You're right Flannery, she and I could work together at least on neighbourhood domination (for now). Scratch scratch.
Eventually I'll piss her off Lori and then I'll have to find a new store to haunt.
The universe is unfolding as it should or so I'm told Skyler's Dad.
You know I love you when you say things like that right Les? Other times too.
She knows how to make friends Chris, so why not bagels?!
I'll have to drum up reasons to go visit her more DGuzman and write about it.
They're definitely to be scorned Katrocket with all their quirky ticket picking ways. A pox on them.
It well could be Gifted Typist but I'm not counting any eggs yet!
But will Convenience Store Lady try to poison your coffee? You can't beat posion coffee.
Wait... no more KBL????
you must have opened some time/space distortion with your warp drive - or the KBL has a phaser
You couldn't get one little pic on your cell phone of the famous departing KLB? Now we're all left wondering. damn you
I love the smell of poison in the morning MichaelG! I sure hope she opens her bag of dirty tricks for me.
You'll just have deal and move on Fran, just like me!
She may well have one DistributorCap. Watch for news stories involving Panama over the next couple of weeks.
I could have I suppose Bluez but then the mystery would be too far revealed.
Just like Dionne Warwick before you, you never thought you'd love that way again. How wrong you were.
I'm so happy that now one crotchety Asian lady has departed your life she has immediately been replaced by a whole shiny new set of stories-to-be.
Seriously though, BLT on a cheese bagel?

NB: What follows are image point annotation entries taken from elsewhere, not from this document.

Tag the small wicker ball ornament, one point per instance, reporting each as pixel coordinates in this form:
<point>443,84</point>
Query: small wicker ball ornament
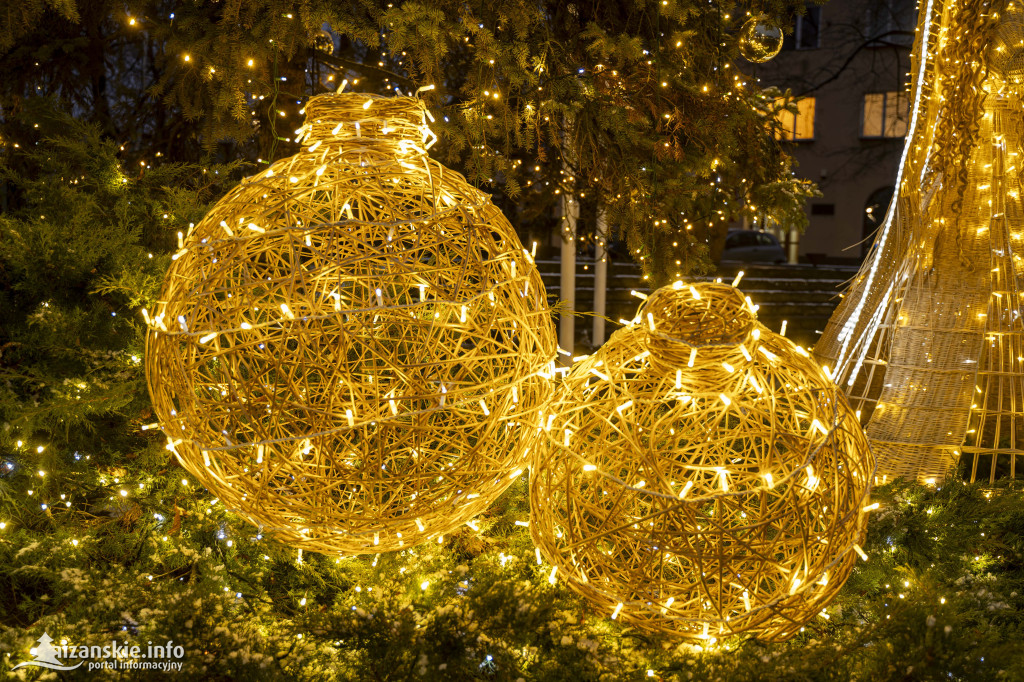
<point>324,42</point>
<point>760,40</point>
<point>345,348</point>
<point>701,475</point>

Are you my twin separated at birth? I always ask for a BLT "without the L" as lettuce is the devil's food. It's more of a BT really... If I wanted green things in my sandwich I'd go chow down on some grass.
I hate those Lotto maniacs. Especially the ones that come in with an entire list of numbers that they are gonna play and they take up 10 minutes of the clerk's time. I wish I had this woman at my local store!
Korean Bagel Lady is no more, but I like the sound of this Asian Counter Lady. I hate when people hold up the queue, think on your own time!
Oh, I think there will be plenty of stories to come from this lady!
I'm only half Asian but I feel I will someday reach the pinnacle of old Asian lady curmudgeoness. I practice daily.
You too fat!
You too slow!
You no like my good daughter!
I cried, then I laughed, then I cried again, and then I laughed some more. Bittersweet farewell to KBL and Mr KBL. Long live Asian Counter Lady!
I love this new crotchety person too. She sounds perfect for you, Dale. I hope your relationship with her works out--and I look forward to reading all about it.
See? I knew she liked you.
It will be sad to see her go, but the adventures will continue with another militant Asian woman amd all is well in the universe.